Review: 'The Immigrant' Starring Marion Cotillard, Joaquin Phoenix, and Jeremy Renner


The American Dream isn't so much hopeful as it is ugly and costly in James Gray's bleak and mildly affecting period drama, The Immigrant, a film that boasts a stellar cast doing top notch performances. Gray, who directed the melancholy Two Lovers and crime stories like We Own the Night and The Yards, paints a bleak picture of America in the 1920s, a time when immigrants were arriving on our shores by the droves, wrapped in the embracing shadow of the Statue of Liberty. This is how Gray's film begins, when that promise of a brighter future still burns, only to be extinguished in ugly and melodramatic fashion.

Marion Cotillard is Ewa, a Polish immigrant arriving in America along with her sickly sister, Magda. When Magda is taken away due to her illness, Ewa is left alone to fend for herself. But with reports from the ship claiming she is a woman of loose morals, the threat of deportation looms. Joaquin Phoenix is the instantly-shady Bruno, who arrives in the nick of time and just happens to be able to get Ewa out of her predicament. He smiles the smile of a wolf, but she is too desperate and naive to notice, at least initially.

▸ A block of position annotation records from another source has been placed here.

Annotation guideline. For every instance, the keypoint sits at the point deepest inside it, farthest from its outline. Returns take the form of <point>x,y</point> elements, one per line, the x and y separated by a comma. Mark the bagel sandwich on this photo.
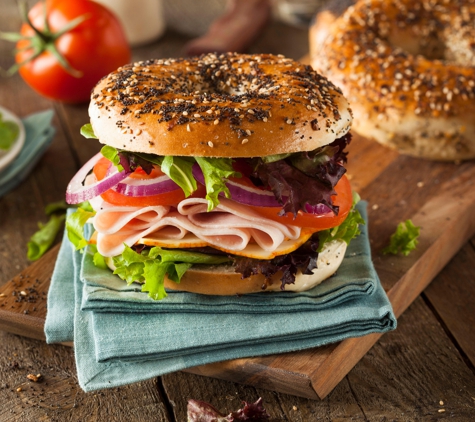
<point>220,174</point>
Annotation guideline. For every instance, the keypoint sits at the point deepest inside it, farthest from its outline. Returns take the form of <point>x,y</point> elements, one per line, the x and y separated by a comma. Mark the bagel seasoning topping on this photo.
<point>231,89</point>
<point>368,40</point>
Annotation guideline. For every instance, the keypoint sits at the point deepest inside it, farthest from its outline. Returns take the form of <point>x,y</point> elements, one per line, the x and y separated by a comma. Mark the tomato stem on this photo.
<point>43,40</point>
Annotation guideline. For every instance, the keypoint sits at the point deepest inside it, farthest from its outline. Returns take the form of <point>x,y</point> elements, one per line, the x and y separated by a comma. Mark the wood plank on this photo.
<point>57,396</point>
<point>451,295</point>
<point>315,372</point>
<point>403,377</point>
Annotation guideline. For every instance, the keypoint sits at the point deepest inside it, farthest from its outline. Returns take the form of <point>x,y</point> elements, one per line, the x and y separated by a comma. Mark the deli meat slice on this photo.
<point>111,218</point>
<point>230,226</point>
<point>268,234</point>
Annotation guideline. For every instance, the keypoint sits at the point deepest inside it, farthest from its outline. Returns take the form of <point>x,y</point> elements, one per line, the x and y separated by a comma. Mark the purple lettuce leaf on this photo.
<point>303,259</point>
<point>304,179</point>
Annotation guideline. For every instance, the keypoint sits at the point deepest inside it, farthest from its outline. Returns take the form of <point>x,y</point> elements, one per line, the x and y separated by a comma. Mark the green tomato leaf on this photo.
<point>41,241</point>
<point>216,171</point>
<point>404,240</point>
<point>9,132</point>
<point>88,132</point>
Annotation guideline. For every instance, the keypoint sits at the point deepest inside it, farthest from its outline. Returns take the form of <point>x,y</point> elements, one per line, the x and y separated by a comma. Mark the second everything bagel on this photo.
<point>408,70</point>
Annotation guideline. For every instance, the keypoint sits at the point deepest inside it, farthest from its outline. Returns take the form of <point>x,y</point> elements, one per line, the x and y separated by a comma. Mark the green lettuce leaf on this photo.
<point>151,266</point>
<point>404,240</point>
<point>41,241</point>
<point>75,227</point>
<point>347,230</point>
<point>216,171</point>
<point>58,206</point>
<point>98,260</point>
<point>88,132</point>
<point>8,133</point>
<point>179,169</point>
<point>112,155</point>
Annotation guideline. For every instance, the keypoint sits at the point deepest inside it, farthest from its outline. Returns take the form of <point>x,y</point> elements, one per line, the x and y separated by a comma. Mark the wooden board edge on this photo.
<point>440,248</point>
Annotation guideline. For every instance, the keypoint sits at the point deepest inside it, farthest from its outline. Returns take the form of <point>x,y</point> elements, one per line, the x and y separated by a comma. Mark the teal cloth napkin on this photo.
<point>38,136</point>
<point>356,276</point>
<point>115,348</point>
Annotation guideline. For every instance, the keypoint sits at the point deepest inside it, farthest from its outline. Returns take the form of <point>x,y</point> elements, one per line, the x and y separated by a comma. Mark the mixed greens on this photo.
<point>299,181</point>
<point>404,239</point>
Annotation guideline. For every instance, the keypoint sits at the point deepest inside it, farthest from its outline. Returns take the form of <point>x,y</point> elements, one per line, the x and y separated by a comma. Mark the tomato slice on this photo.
<point>115,198</point>
<point>343,199</point>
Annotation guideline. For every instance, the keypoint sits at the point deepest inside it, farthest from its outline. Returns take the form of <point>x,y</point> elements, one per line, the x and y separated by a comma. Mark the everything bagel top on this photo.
<point>227,105</point>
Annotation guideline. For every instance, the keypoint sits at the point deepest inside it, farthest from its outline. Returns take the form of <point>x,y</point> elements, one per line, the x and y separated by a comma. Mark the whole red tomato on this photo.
<point>92,49</point>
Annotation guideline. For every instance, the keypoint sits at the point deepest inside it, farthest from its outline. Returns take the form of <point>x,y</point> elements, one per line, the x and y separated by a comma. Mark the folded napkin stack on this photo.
<point>122,336</point>
<point>38,135</point>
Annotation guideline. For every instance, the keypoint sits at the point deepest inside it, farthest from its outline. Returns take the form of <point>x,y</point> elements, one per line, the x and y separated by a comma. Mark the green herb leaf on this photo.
<point>177,255</point>
<point>41,241</point>
<point>8,133</point>
<point>75,227</point>
<point>88,132</point>
<point>347,230</point>
<point>112,155</point>
<point>404,240</point>
<point>216,171</point>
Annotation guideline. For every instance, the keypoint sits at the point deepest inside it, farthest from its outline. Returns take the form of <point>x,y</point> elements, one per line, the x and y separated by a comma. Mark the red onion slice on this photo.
<point>257,197</point>
<point>146,187</point>
<point>76,192</point>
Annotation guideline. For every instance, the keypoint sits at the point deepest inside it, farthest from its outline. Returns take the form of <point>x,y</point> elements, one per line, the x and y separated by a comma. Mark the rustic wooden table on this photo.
<point>422,371</point>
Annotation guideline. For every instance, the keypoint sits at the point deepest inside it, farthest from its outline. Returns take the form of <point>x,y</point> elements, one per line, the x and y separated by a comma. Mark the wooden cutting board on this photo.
<point>438,197</point>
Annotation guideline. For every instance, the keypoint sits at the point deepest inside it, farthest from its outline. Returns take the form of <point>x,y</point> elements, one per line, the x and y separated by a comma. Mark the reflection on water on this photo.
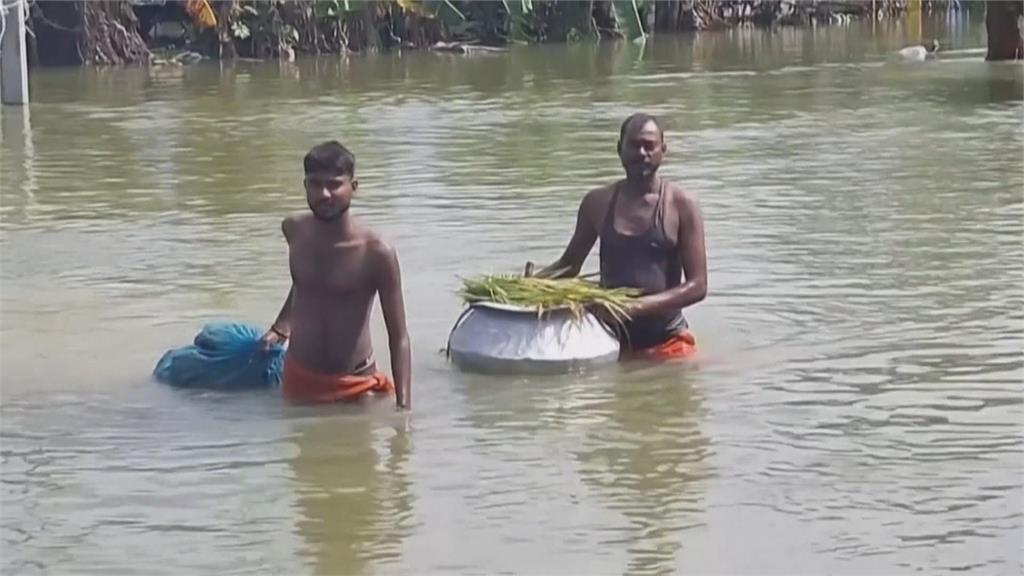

Ewa is a survivor, that much is clear, and she'll do anything to secure her future and rescue Magda. Unfortunately, Bruno recognizes that, too, and soon forces her into his employ as a prostitute.

But there's more to Bruno than just wanting to cash in on her beauty. He's fallen in love with her, yet still has no problem pimping her to his rich clients. It's another complicated and tightly-wound performance by Phoenix, who seems to find newly dark corners of the human psyche with every turn. Bruno is jealous and dismissive, quick to violence and to comfort; he values her as possession but not as a person, while all Ewa wants is escape. She finds a potential lifeline with the arrival of Orlando (Jeremy Renner), a spirited magician and Bruno's estranged cousin. The rivalry between both men ignites quickly and threatens to consume everything Ewa has been degrading herself for.

Co-written by Gray and the late Ric Menello, the high-wire script is best when exploring the volatile dynamic between Ewa and Bruno, which is probably more hate-hate than love-hate. The late arrival of Orlando into the mix is just one of many contrived developments that sap the film of its energy and distract from a great opportunity to really dig into an ugly and rarely discussed corner of American history. Cotillard can say more with her expressive eyes than others can with their entire bodies, and she gives more depth to Ewa than the screenplay provides.  Forgiveness and redemption are the themes at play here, seen through the lens of characters who have known neither for too long. There's little room for faith or hope in Gray's version of America, the gloom captured in disheartening tones by cinematographer Darius Khondjil. Gray's willingness to indulge in that dreariness prevents The Immigrant from being all that should be.